+++ /dev/null
-From fac35ba763ed07ba93154c95ffc0c4a55023707f Mon Sep 17 00:00:00 2001
-From: Baolin Wang <baolin.wang@linux.alibaba.com>
-Date: Thu, 1 Sep 2022 18:41:31 +0800
-Subject: mm/hugetlb: fix races when looking up a CONT-PTE/PMD size hugetlb page
-
-From: Baolin Wang <baolin.wang@linux.alibaba.com>
-
-commit fac35ba763ed07ba93154c95ffc0c4a55023707f upstream.
-
-On some architectures (like ARM64), it can support CONT-PTE/PMD size
-hugetlb, which means it can support not only PMD/PUD size hugetlb (2M and
-1G), but also CONT-PTE/PMD size(64K and 32M) if a 4K page size specified.
-
-So when looking up a CONT-PTE size hugetlb page by follow_page(), it will
-use pte_offset_map_lock() to get the pte entry lock for the CONT-PTE size
-hugetlb in follow_page_pte(). However this pte entry lock is incorrect
-for the CONT-PTE size hugetlb, since we should use huge_pte_lock() to get
-the correct lock, which is mm->page_table_lock.
-
-That means the pte entry of the CONT-PTE size hugetlb under current pte
-lock is unstable in follow_page_pte(), we can continue to migrate or
-poison the pte entry of the CONT-PTE size hugetlb, which can cause some
-potential race issues, even though they are under the 'pte lock'.
-
-For example, suppose thread A is trying to look up a CONT-PTE size hugetlb
-page by move_pages() syscall under the lock, however antoher thread B can
-migrate the CONT-PTE hugetlb page at the same time, which will cause
-thread A to get an incorrect page, if thread A also wants to do page
-migration, then data inconsistency error occurs.
-
-Moreover we have the same issue for CONT-PMD size hugetlb in
-follow_huge_pmd().
-
-To fix above issues, rename the follow_huge_pmd() as follow_huge_pmd_pte()
-to handle PMD and PTE level size hugetlb, which uses huge_pte_lock() to
-get the correct pte entry lock to make the pte entry stable.
-
-Mike said:
-
-Support for CONT_PMD/_PTE was added with bb9dd3df8ee9 ("arm64: hugetlb:
-refactor find_num_contig()"). Patch series "Support for contiguous pte
-hugepages", v4. However, I do not believe these code paths were
-executed until migration support was added with 5480280d3f2d ("arm64/mm:
-enable HugeTLB migration for contiguous bit HugeTLB pages") I would go
-with 5480280d3f2d for the Fixes: targe.
-
-Link: https://lkml.kernel.org/r/635f43bdd85ac2615a58405da82b4d33c6e5eb05.1662017562.git.baolin.wang@linux.alibaba.com
-Fixes: 5480280d3f2d ("arm64/mm: enable HugeTLB migration for contiguous bit HugeTLB pages")
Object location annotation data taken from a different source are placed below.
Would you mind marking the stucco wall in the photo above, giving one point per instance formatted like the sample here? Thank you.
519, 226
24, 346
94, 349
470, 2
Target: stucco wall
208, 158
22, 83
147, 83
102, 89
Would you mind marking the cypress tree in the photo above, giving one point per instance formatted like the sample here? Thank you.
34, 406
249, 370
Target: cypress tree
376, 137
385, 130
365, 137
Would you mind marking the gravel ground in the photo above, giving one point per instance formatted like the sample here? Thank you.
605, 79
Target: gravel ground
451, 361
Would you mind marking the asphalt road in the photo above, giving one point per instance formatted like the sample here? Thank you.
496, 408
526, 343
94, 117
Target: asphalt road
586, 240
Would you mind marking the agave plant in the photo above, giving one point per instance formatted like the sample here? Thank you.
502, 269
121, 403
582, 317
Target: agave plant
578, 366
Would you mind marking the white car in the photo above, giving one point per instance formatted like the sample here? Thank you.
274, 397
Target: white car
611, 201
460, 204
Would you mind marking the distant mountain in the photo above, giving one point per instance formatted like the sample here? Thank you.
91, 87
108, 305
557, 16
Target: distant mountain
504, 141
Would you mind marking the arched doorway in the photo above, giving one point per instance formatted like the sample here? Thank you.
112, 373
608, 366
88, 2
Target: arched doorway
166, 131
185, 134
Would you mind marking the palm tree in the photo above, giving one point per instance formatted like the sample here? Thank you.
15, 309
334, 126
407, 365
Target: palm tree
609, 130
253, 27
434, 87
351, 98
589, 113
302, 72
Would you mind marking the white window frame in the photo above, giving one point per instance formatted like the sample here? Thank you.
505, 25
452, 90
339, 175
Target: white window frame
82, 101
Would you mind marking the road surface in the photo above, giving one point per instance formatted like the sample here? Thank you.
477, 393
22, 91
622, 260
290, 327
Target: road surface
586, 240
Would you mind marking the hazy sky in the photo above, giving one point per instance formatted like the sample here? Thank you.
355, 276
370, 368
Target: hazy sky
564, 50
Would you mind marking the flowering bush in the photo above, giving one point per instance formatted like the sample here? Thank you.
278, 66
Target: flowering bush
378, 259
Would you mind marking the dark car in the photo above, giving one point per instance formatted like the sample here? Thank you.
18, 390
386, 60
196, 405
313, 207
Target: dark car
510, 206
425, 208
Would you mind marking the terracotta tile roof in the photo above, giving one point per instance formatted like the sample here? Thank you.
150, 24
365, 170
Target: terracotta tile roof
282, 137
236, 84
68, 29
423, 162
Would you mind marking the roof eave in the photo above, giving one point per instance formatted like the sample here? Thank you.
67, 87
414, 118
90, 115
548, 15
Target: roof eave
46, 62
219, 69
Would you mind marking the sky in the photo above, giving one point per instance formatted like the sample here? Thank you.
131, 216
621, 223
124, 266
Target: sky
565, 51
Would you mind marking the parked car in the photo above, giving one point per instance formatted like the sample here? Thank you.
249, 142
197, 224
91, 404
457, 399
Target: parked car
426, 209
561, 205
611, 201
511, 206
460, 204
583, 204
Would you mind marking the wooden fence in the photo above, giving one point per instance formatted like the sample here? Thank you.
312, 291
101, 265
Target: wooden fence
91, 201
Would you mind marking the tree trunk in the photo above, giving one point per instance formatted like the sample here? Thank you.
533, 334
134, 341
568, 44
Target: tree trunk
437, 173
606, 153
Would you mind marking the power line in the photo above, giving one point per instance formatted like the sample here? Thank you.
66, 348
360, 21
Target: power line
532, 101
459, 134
-Signed-off-by: Baolin Wang <baolin.wang@linux.alibaba.com>
-Suggested-by: Mike Kravetz <mike.kravetz@oracle.com>
-Reviewed-by: Mike Kravetz <mike.kravetz@oracle.com>
-Cc: David Hildenbrand <david@redhat.com>
-Cc: Muchun Song <songmuchun@bytedance.com>
-Cc: <stable@vger.kernel.org>
-Signed-off-by: Andrew Morton <akpm@linux-foundation.org>
-Signed-off-by: Sasha Levin <sashal@kernel.org>
-[5.4: Fixup contextual diffs before pin_user_pages()]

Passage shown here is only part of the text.